There were four of them. Four dark brown, worn-to-the-touch, wooden elementary school desks. The types with desk and seat attached, the ones we now consider “1950s vintage.”

My mother had purchased them from our local school district in East Millinocket for 50 cents apiece (the district was upgrading its school furniture). And she bought them for me. She somehow got them home and placed them in a corner of our basement, lined them up in two short rows and added a small table and chair in front for the “teacher’s desk.”

Thus began my teaching career. I was 10 years old.

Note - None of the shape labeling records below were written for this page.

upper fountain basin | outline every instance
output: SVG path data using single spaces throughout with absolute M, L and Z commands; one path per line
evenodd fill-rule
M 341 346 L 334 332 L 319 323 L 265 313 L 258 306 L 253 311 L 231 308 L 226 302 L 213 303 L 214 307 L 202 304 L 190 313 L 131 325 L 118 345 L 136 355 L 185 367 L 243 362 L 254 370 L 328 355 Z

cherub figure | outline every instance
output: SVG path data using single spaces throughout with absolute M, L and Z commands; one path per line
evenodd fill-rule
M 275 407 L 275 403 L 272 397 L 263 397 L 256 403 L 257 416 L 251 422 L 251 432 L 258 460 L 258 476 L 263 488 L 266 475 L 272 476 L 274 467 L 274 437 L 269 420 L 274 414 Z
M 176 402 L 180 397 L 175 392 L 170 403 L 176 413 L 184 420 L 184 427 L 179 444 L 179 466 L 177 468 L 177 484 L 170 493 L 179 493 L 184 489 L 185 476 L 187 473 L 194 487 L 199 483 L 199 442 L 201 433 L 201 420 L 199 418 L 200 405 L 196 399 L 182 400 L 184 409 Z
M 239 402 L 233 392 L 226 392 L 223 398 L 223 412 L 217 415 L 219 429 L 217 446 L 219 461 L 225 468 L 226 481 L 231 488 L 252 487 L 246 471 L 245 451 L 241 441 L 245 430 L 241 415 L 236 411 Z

I spent hours in that quiet basement. I prepared lessons in my pretend classroom and instructed my imaginary students. I designed colorful worksheets. I assigned homework. I created multiple-choice tests. The welcome additions of a large black chalkboard with erasers completed my pedagogical needs. I could now teach cursive handwriting and math computation and spelling, all subjects that I, at that time, loved to learn, and by teaching my “students,” I gradually honed my own skills.

I loved every minute of my private world, a respite from the daily cacophony of five younger siblings. My mother fostered this play of mine, this daily drama that I contrived, never permitting the other children to disturb me, somehow understanding that this quiet solitude was something I relished.

But maybe it was more than that. Could it have been maternal instinct that led her to realize that her oldest child may have a calling to teach? I like to think so. I remember many times in my childhood answering the universal question from older relatives, “And what do you want to be when you grow up?” with unbridled confidence: “I’m going to go to Gorham State Teachers College and I’m going to be a teacher!” How lucky I was to know decisively at such a young age what my career would be.

I recently tried to uncover the memory of the desks from my mother, Mary, who is now 91. She doesn’t remember them. Raising six children, enduring the slings and arrows of life and coping with her and my dad’s advancing age, how could she? I gently reminded her of those four tiny school desks and, more importantly, what they foretold about my life. And I thanked her.

Now, after over 40 years of teaching, I am in the waning years of my career. I have often returned in my mind’s eye to that long-ago refuge in my childhood home, my very first classroom, where I discovered what would define so much of my life, all beginning with a mother’s gift.